There is evidence of anarchistic tendencies in later Gnosticism, but it is in relation to the proto-Gnostics of the first century that I am looking to confirm or falsify. The heresy of these reprobates was addressed directly by Paul, Peter, John, and Jude in the New Testament.

The practical application of this idea is obvious – when we compromise and allow our churches to be infiltrated by the ungodly, then we subject ourselves to consequences caused by this ‘mixed multitude.’ Reicke and Green discuss this anti-social and anarchistic element of the proto-Gnostics in association with Jude’s text about them going “the way of Cain” as a murderer of the brethren. The attitude and actions of the infiltrating proto-Gnostics (Cain) resulted in the death of the brethren (Abel.)
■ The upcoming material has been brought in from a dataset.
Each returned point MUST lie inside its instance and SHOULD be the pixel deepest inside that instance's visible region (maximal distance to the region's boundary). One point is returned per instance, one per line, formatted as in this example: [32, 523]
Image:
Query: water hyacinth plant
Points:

Here is a pertinent section from Reicke:


> “…there is good reason to argue that their [the infiltrator’s] anarchistic and antinomian propaganda compromised the believers so that they were exposed to persecution from society and even drive to martyrdom…their antisocial behavior aroused the hostility of the Romans and forced the authorities to take active measures against the church. They thereby aggravated the sufferings of the Roman Christians in whose name the author writes. In this sense they and the heretical teachers in Jude are fratricides, and walk in the way of Cain. That the basis of the comparison lies in their subversive propaganda is confirmed by v. 16 [of Jude], in which the teachers of heresy are flatly accused of showing and arousing dissatisfaction with society.” Bo Reicke, The Epistles of James, Peter, and Jude, pp. 205-206.



Does anybody know of any historical record that can back up the assertion of Reike and Green that the proto-Gnostics were anarchists?


----------



## PuritanCovenanter (Jan 18, 2011)

Bump.... for a friend.


----------